Belangrijke stap richting CO₂-neutraliteit
De gemeente wil in 2050 volledig CO₂-neutraal zijn. In het Warmteprogramma is vastgelegd in welke buurten een warmtenet een goed alternatief voor aardgas vormt. Rondom Wonen speelt in deze plannen een belangrijke rol: wanneer de corporatie haar woningen aansluit, ontstaat een stevige basis om het warmtenet rendabel te maken. Daardoor wordt het ook eenvoudiger voor particuliere woningeigenaren om mee te doen.
Aardwarmte als duurzame bron
Aardwarmte kan zowel woningen als glastuinbouwbedrijven en andere ondernemingen van duurzame en betaalbare warmte voorzien. Bij de productie komen nauwelijks CO₂ en andere schadelijke uitstoot vrij, wat de techniek aantrekkelijk maakt voor de energietransitie.
Haalbaarheid en betaalbaarheid centraal
Het onderzoek richt zich op de technische en financiële haalbaarheid. De kosten voor bewoners zijn daarbij een belangrijk uitgangspunt. De betrokken partijen benadrukken dat een warmtenet alleen doorgaat als het ook betaalbaar is voor huishoudens.

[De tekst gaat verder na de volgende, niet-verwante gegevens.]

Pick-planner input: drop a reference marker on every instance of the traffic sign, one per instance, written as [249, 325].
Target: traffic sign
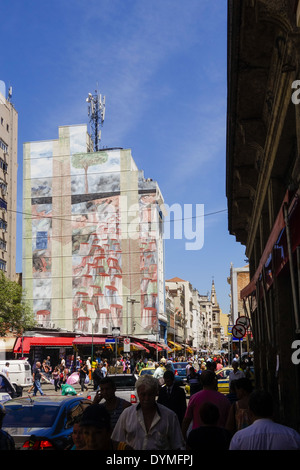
[238, 331]
[126, 344]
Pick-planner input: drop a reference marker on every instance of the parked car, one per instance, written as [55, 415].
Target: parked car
[125, 387]
[28, 420]
[180, 372]
[7, 389]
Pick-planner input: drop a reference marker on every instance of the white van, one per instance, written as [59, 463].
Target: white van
[19, 372]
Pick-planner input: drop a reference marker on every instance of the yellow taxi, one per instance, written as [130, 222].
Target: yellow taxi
[147, 370]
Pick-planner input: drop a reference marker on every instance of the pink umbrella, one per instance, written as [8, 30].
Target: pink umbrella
[73, 378]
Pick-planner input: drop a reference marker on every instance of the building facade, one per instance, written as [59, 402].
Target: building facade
[8, 183]
[263, 185]
[93, 238]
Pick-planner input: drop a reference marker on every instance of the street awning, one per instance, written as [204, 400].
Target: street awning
[89, 340]
[24, 344]
[7, 343]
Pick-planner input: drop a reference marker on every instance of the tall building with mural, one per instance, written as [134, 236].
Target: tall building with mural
[8, 182]
[93, 238]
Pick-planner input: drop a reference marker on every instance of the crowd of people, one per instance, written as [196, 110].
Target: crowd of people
[164, 419]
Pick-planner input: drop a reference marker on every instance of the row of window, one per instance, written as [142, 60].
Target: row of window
[3, 164]
[2, 124]
[2, 265]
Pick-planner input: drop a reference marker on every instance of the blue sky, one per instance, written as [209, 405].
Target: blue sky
[162, 66]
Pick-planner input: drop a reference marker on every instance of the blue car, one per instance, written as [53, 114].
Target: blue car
[41, 423]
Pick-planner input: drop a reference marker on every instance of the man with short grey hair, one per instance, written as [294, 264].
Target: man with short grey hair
[149, 425]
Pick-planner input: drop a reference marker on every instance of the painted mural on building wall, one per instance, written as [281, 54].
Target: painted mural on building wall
[76, 205]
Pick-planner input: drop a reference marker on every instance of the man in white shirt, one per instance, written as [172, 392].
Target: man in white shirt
[5, 370]
[264, 433]
[149, 425]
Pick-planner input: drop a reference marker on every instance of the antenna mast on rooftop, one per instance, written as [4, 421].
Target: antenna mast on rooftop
[96, 112]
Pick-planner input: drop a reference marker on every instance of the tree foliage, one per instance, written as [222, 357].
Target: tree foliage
[15, 313]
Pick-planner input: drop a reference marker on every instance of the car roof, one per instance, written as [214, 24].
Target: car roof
[43, 400]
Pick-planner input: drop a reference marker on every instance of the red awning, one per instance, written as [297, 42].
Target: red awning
[41, 341]
[154, 345]
[140, 346]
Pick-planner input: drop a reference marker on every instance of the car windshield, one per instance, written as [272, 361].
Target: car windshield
[147, 371]
[4, 385]
[30, 416]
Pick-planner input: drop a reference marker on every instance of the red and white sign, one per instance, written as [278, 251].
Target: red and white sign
[126, 344]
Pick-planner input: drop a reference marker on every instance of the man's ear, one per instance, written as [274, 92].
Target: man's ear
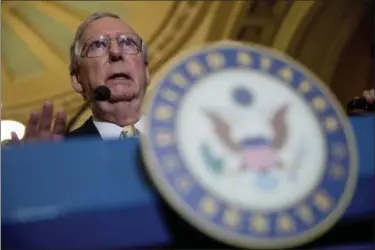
[76, 83]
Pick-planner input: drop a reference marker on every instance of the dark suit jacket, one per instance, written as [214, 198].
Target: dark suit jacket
[87, 129]
[184, 236]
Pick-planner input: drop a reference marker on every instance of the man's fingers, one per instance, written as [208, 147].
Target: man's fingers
[60, 124]
[32, 125]
[46, 117]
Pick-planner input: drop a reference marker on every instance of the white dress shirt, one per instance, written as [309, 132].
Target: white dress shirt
[112, 131]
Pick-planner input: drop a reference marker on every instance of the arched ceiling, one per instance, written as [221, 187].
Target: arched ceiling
[36, 36]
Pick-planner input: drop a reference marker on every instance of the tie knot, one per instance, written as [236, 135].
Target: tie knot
[128, 131]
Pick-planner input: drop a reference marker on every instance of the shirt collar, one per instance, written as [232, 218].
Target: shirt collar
[112, 131]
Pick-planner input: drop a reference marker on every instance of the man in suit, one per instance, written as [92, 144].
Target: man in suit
[105, 51]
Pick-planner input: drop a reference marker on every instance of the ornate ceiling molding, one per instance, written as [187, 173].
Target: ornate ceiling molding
[323, 33]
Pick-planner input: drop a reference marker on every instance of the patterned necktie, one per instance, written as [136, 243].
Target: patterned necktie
[128, 131]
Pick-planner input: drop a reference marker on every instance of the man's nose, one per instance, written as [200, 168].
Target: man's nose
[115, 52]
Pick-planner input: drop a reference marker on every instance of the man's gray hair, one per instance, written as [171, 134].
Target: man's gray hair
[75, 48]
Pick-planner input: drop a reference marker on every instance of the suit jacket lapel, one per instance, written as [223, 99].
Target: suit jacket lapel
[87, 129]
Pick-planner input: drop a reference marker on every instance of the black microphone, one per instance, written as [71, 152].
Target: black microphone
[101, 93]
[359, 104]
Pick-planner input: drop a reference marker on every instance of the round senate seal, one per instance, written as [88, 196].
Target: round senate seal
[249, 147]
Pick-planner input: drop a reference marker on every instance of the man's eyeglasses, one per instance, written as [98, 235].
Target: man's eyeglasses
[129, 43]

Leren van eerdere ervaringen
Pijnacker deed de afgelopen jaren al ervaring op met plannen voor een warmtenet, onder andere in de wijk Klapwijk. Dat project ging destijds niet door omdat te weinig woningeigenaren wilden aansluiten. Door nu te starten vanuit de woningen van Rondom Wonen, is de kans groter dat het benodigde aantal aansluitingen kan worden gehaald. Ook ervaringen uit andere gemeenten worden betrokken in het onderzoek.
Resultaten in 2026
De samenwerking tussen de gemeente, Rondom Wonen en HVC, gecombineerd met de nieuwe Wet collectieve warmte (Wcw), biedt volgens de partijen nieuwe kansen voor een haalbaar warmtenet. De uitkomsten van het onderzoek worden in de tweede helft van 2026 verwacht. Als deze positief zijn, worden vervolgstappen en nieuwe afspraken gemaakt.